In the past few years, real estate has been a hot investment and, importantly, one that promises not to rise and fall in correlation with U.S. stocks and bonds. That has many brokers saying an international ETF would be welcome.
"It would help us span markets" overseas, says Louis Kokernak of Haven Financial Advisors in Austin, Texas. Mr. Kokernak allocates about 5% of his clients' portfolios to real estate.
He says he already uses State Street's domestic real-estate ETF and, if an international version became available, he would consider switching a quarter to a third of his clients' real-estate exposure to it.
Mark Willoughby of Greenbaum & Orecchio Inc. in Old Tappan, N.J., is also interested. "We've looked at international real estate for the past two years," he says.
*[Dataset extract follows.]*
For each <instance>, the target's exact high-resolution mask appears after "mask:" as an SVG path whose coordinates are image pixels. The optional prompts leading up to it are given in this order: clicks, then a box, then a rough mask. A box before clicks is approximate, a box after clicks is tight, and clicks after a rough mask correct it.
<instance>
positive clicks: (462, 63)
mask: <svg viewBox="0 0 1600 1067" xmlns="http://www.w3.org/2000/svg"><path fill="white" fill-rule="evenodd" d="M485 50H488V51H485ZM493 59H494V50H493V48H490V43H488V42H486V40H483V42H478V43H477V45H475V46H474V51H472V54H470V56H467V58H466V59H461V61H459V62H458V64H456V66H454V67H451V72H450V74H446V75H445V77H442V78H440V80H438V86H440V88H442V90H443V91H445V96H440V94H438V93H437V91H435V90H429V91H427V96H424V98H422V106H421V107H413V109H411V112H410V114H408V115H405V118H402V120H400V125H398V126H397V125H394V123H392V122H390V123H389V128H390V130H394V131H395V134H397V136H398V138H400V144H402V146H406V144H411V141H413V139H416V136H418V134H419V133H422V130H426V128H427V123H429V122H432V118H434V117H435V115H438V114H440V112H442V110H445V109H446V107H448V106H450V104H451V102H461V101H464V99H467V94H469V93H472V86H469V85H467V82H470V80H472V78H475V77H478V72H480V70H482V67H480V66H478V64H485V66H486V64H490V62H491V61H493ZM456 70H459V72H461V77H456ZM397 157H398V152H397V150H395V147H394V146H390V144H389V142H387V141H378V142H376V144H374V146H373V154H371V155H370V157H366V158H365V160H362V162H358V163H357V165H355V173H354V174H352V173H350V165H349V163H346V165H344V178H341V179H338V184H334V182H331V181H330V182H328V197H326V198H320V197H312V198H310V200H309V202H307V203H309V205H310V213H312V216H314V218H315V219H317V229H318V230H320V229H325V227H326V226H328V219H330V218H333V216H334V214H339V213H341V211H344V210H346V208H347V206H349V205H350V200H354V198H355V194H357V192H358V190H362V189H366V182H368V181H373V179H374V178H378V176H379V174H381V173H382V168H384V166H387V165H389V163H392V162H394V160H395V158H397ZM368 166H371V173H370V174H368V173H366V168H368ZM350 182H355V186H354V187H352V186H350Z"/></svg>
His firm recently started using two institutional funds for its high net-worth clients, but also would like to see an ETF, because ETFs typically have lower annual expenses than other funds.
"The expense ratios are not that bad, about 100" basis points, or 1%, he says. "We're used to something cheaper, but we haven't been able to get it."
The State Street filing doesn't say what the annual fees will be for the proposed ETF, but a number of advisers say they would be surprised if it were much more than 60 basis points, or 0.6% of assets.
One possible rival, the Northern Global Real Estate Index Fund, boasts an expense ratio of 65 basis points. That product is "global" rather than international, meaning it includes some U.S. stocks, but still, an ETF that wasn't priced in this range could find it hard to compete.
The State Street fund will be based on the Dow Jones Wilshire exUS Real Estate Securities Index. The "exUS" means there are no U.S. stocks.
The index has posted some eye-popping returns, but because it was introduced only in March, those numbers are based on hypothetical back tests and don't reflect actual results.
According to the tests, the index has returned 33% over the past three years, 23% over the past five years and 9% over the past 10 years.
Investors should note that, despite the large number of countries in the index, nearly 60% of the holdings are concentrated in just three: Australia with 20%, the United Kingdom with 19%, and Japan with 18%. The top nine countries comprise just more than 90% of the weightings. Also, many of the stocks in the index are "real-estate operating companies" instead of real-estate investment trusts.
Ronnee Ades, senior director of institutional markets at Dow Jones & Co.'s indexing unit, says a REIT-only index wouldn't be as diverse, because many countries have yet to adopt that special tax structure.
REITs, which were introduced in the U.S. in the 1960s as a way to invest in income-producing real estate, are largely exempt from tax on profit at the corporate level, and distribute nearly all of their net income as dividends.